Wellness Hub Adopts "Racehorse Approach" as Solution to Strain on Services
March 17|So many views|
Seabiscuit never saw it coming and neither did those first years.
McGill's student health clinic has announced a radical new strategy to reduce the inadequacies of patient care: putting down anyone that shows up with an illness or injury.
"The benefit is twofold: It cuts down on expenses and deters other invalids from bothering us," said the Associate Director. "Our pilot program established that the cost of ammunition was sixty-five percent cheaper than actually treating patients' maladies. Wait times are down by seventy percent. We should have started shooting students earlier."
Though they are experiencing extraordinary success, not everything is off to the races.
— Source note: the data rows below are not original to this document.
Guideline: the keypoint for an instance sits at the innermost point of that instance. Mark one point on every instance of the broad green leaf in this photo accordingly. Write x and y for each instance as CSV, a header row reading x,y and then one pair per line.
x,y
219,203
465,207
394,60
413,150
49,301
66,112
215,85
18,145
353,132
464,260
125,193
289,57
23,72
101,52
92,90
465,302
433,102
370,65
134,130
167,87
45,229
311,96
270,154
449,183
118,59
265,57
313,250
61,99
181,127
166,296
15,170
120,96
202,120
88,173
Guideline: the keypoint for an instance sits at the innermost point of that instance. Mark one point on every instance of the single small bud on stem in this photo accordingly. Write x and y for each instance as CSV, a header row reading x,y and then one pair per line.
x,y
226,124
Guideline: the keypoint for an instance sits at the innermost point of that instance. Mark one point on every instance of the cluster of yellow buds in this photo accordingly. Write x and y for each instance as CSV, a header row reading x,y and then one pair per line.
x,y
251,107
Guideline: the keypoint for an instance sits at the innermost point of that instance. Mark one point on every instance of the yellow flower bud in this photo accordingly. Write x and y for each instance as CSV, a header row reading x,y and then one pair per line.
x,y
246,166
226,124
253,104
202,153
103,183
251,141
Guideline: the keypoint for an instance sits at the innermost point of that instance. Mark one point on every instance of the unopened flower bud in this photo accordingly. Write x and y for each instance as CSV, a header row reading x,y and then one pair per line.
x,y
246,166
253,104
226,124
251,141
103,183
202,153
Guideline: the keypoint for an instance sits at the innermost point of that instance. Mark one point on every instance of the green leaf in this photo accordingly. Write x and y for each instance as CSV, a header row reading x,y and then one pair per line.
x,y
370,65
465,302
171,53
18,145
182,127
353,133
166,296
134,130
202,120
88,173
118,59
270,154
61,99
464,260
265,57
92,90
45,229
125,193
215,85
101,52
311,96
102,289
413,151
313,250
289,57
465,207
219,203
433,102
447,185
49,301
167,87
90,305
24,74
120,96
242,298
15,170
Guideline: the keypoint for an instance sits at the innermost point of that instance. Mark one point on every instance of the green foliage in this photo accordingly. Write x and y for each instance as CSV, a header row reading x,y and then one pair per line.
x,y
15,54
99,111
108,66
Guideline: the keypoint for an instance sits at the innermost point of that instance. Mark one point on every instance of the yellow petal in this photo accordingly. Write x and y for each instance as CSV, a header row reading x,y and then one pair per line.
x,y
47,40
"We initially had some concerns regarding the significant number of missing persons the Racehorse Approach generates," she continued, "As well as inquiries from panicked parents and the police. But since we've partnered with a glue factory and hired a mob lawyer to cover for us, those issues have become almost nonexistent."
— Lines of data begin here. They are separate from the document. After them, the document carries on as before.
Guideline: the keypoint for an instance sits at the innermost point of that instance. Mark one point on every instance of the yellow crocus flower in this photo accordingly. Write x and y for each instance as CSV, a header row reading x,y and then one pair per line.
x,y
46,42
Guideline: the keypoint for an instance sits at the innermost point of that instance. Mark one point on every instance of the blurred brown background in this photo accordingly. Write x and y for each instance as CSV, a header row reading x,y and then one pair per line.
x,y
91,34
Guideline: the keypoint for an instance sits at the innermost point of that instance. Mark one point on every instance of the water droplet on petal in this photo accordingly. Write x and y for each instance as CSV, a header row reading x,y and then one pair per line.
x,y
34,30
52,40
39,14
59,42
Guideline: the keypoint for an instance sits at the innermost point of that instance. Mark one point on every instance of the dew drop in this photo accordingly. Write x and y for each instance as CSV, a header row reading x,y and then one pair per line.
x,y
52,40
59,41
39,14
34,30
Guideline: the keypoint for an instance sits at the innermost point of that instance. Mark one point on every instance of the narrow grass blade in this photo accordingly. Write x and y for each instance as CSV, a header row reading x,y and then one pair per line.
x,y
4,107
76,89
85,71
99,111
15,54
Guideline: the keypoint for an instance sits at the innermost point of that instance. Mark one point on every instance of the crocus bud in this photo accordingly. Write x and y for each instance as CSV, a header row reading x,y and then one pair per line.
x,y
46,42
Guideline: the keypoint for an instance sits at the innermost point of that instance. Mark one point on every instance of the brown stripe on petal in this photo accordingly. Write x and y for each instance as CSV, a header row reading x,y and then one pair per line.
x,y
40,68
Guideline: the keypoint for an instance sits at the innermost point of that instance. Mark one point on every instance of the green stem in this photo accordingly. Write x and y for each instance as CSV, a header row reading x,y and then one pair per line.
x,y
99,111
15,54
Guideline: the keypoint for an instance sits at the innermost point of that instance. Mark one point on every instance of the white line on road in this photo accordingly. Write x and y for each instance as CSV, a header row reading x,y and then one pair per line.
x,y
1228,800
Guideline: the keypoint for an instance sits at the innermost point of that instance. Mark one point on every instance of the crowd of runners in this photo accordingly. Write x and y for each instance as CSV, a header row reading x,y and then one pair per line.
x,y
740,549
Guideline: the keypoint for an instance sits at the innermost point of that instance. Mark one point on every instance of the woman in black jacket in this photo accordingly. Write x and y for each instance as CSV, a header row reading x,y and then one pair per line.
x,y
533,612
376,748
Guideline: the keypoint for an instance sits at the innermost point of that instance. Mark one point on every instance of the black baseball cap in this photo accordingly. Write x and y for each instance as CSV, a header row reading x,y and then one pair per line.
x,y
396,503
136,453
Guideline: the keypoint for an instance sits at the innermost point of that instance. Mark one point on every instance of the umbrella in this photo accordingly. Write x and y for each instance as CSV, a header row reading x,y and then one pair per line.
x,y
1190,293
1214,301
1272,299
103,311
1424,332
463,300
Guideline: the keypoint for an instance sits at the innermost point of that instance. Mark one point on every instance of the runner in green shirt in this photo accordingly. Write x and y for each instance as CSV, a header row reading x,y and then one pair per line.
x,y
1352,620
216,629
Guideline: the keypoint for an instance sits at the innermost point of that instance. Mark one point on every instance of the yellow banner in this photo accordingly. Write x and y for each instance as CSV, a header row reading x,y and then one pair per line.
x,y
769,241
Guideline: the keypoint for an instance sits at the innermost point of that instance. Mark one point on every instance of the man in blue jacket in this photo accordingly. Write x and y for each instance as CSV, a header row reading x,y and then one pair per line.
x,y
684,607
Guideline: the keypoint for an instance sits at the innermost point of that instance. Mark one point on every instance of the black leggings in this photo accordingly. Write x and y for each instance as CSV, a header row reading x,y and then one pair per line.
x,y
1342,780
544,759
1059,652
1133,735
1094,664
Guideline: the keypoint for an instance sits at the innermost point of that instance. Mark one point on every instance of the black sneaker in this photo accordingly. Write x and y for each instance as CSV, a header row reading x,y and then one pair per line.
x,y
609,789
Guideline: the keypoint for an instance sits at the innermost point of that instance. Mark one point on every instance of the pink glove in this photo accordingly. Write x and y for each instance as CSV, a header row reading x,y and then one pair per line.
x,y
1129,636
While administration is happy with the numbers, healthcare providers are ecstatic that the approach positively impacts their morale.
"I was really into horses when I was a kid," said Danielle Hanes, RN. "If I had the choice between handling thoroughbreds and handling first years with mono, I'd choose the ponies every time. The inspiration we're taking from veterinary medicine makes my work much more enjoyable."
We were unable to find many students that had visited the Wellness Hub after the Racehorse Approach had been implemented. The one patient that agreed to talk to us told us that she'd run multiple timed laps in the Fieldhouse while a mixed group of professors, administrators, and fellow students placed bets on who'd be the first to go down.
"My experience was pretty bad," she said. "But it did treat my tendonitis, since I now have no tendons below the elbow in my left arm. It's a definite improvement over the previous system."
The Wellness Hub's next goal is to alleviate pressure on mental health services. They are eyeing up the Abusive Father Method, which is accomplished by hiring scary-sounding men to answer the phones and belittle patients calling for therapy appointments.
"Early reports say that call volume has decreased by thirty percent," said the Associate Director. "I think this is a new era for the Wellness Hub."